This matters because a video stream may be a call, a broadcast, a camera feed, or an emergency event.

11. Application Profiles

DSIP should define application profiles that build on the same protocol foundation.

11.1 Call Profile

The call profile supports classic one-to-one or one-to-few interactive sessions.

Common media:

Audio
Video
Text chat
Captions
Screen share
Data channel

Common actions:

Invite
Answer
Reject
Hold/resume
Transfer
Add participant
End

11.2 Conference Profile

The conference profile supports rooms, meetings, webinars, and group conversations.

Common topologies:

Mesh
SFU
MCU
Hybrid

Capabilities:

Join/leave
Participant list
Moderator controls
Floor control
Recording policy
Captions
Screen share
Breakout groups

11.3 Broadcast Profile

The broadcast profile supports one-to-many media distribution.

Examples:

Radio broadcast
TV audio/video
Emergency broadcast
Sports commentary
Live event stream
Public meeting stream
Concert stream
Government announcement

Broadcast profile features:

Publisher identity verification
Stream publication records
Media variants
Low-latency and high-scale options
Relay authorization
Signed metadata
Emergency override
Multi-language audio tracks
Captions and transcripts

11.4 AI Agent Profile

The AI agent profile supports real-time interaction with AI systems.

Examples:

Customer support agent
Personal assistant
Translation agent
Transcription agent
Voice bot
Meeting assistant
Agent-to-agent negotiation

Required properties:

AI disclosure
Operator identity
Capability advertisement
Human escalation support
Recording/transcription policy
Data retention policy
Consent model

11.5 Device Media Profile

The device media profile supports real-time sessions with cameras, intercoms, smart speakers, vehicles, industrial equipment, and sensors.

Examples:

Doorbell camera
Building intercom
Vehicle voice/video session
Factory floor panel
Baby monitor
Security camera
Emergency call box

Capabilities:

Audio/video stream
Push-to-talk
Control channel
Device attestation
Location policy
Owner authorization
Local network fallback

11.6 Messaging Profile

The messaging profile supports encrypted asynchronous and synchronous messaging.

Common features:

One-to-one messages
Group messages
Delivery receipts
Typing indicators
Edits/deletes
Attachments
Offline envelopes
MLS for groups

Messaging remains a DSIP profile, not the core definition of the protocol.

12. Media Negotiation

12.1 Goals

DSIP media negotiation should allow endpoints to agree on:

Media types
Codecs
Codec parameters
Bitrate
Resolution
Frame rate
Sample rate
Channel count
Packetization interval
Latency target
Transport
Encryption
Relay mode
Simulcast/SVC options
Captions/transcription streams
Recording permissions
AI processing permissions

12.2 Media Types

Initial media types:

audio
video
text
data
caption
transcript
screen
metadata
control
sensor
ai-context

Future media types should be added through an extension registry.
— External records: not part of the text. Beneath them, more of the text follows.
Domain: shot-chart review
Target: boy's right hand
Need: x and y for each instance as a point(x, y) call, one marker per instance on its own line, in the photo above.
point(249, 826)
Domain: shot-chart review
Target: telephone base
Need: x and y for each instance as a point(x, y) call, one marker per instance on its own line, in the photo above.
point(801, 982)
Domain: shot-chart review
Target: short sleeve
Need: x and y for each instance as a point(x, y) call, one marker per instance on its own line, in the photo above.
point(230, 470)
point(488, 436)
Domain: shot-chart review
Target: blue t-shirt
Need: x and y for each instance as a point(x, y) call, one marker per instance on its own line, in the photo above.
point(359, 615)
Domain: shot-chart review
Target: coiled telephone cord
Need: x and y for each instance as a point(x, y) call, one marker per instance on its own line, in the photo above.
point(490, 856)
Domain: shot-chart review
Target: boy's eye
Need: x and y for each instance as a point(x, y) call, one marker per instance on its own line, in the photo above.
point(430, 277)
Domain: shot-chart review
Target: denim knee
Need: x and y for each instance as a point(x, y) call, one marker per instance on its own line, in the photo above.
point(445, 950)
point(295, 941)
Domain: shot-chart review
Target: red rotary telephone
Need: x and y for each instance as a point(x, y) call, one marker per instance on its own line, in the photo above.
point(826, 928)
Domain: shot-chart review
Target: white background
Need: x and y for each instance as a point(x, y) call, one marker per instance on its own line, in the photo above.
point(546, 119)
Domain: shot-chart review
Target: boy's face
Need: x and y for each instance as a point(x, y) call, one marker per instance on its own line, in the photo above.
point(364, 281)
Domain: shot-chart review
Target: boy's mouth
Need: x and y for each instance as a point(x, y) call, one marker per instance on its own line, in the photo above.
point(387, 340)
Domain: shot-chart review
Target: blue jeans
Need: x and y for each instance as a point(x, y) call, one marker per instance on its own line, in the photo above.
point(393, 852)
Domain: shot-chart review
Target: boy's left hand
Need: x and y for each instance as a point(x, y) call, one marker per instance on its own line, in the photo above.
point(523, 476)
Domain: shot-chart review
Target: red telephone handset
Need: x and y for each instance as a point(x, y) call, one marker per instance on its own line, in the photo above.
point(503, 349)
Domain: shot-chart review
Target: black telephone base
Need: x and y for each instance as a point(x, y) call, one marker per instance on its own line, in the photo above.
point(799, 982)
12.3 Capability Advertisement

Example capability advertisement:

{
  "media": {
    "audio": {
      "codecs": [
        { "name": "opus", "sample_rates": [16000, 48000], "channels": [1, 2] },
        { "name": "pcmu", "sample_rates": [8000], "channels": [1] },
        { "name": "aac", "sample_rates": [44100, 48000], "channels": [2] }
      ]
    },
    "video": {
      "codecs": [
        { "name": "av1", "resolutions": ["720p", "1080p", "4k"], "framerates": [24, 30, 60] },
        { "name": "vp9", "resolutions": ["720p", "1080p"], "framerates": [30, 60] },
        { "name": "h264", "resolutions": ["480p", "720p", "1080p"], "framerates": [24, 30] }
      ]
    },
    "caption": {
      "formats": ["webvtt", "ttml", "plain-text", "json-events"]
    },
    "data": {
      "channels": ["control", "metadata", "ai-context"]
    }
  },
  "transports": ["webrtc", "srtp", "quic", "webtransport", "hls", "dash"],
  "encryption": ["dtls-srtp", "sframe", "mls", "tls"],
  "latency": {
    "target_ms": 150,
    "max_ms": 500
  }
}

12.4 Negotiated Result

Example negotiated session:

{
  "accepted_media": [
    {
      "type": "audio",
      "codec": "opus",
      "sample_rate": 48000,
      "channels": 2,
      "bitrate": 64000
    },
    {
      "type": "video",
      "codec": "h264",
      "resolution": "1080p",
      "framerate": 30,
      "bitrate": 2500000
    },
    {
      "type": "caption",
      "format": "webvtt",
      "source": "server-assisted"
    }
  ],
  "transport": "webrtc",
  "encryption": "dtls-srtp",
  "relay": "sfu",
  "recording": {
    "allowed": true,
    "consent": "required"
  }
}

12.5 Relationship to SDP

DSIP may carry SDP for interoperability, especially with SIP and WebRTC systems.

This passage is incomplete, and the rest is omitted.